Using molecular dynamics of a coarse-grained implicit-solvent model, we show that liposomes can self-assemble spherical nanoparticles, adhering to the liposomes' inner surface, into novel quasi-two-dimensional star-like nanoclusters. The geometric details of these nanostar assemblies depend on the number of adhering nanoparticles. The simulations indicate that for weak adhesion strength, the spatial correlations of the adhering nanoparticles are weak. However, over a wide range of intermediate values of the adhesion strength, the increased nanoparticles' degree of wrapping leads them to deform the spherical vesicle from a three-dimensional geometry to a flattened two-dimensional star-like geometry, in which the nanoparticles' positions are highly correlated.
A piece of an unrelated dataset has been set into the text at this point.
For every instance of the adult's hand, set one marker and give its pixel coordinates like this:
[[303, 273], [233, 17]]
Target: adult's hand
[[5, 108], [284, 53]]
At high adhesion strength, the nanoparticles are exocytosed. Interestingly, several long-lived transient states, depending on the number of nanoparticles, including tetrahedra, triangular prisms, octahedra, etc., form during the transformation of the nanoclusters' geometries from three to two dimensions. The stability of the nanoclusters is inferred from free energy calculations based on the Helfrich Hamiltonian. These novel two-dimensional nanoassemblies should have various applications. For example, they can be used as bio-friendly gears in molecular machines.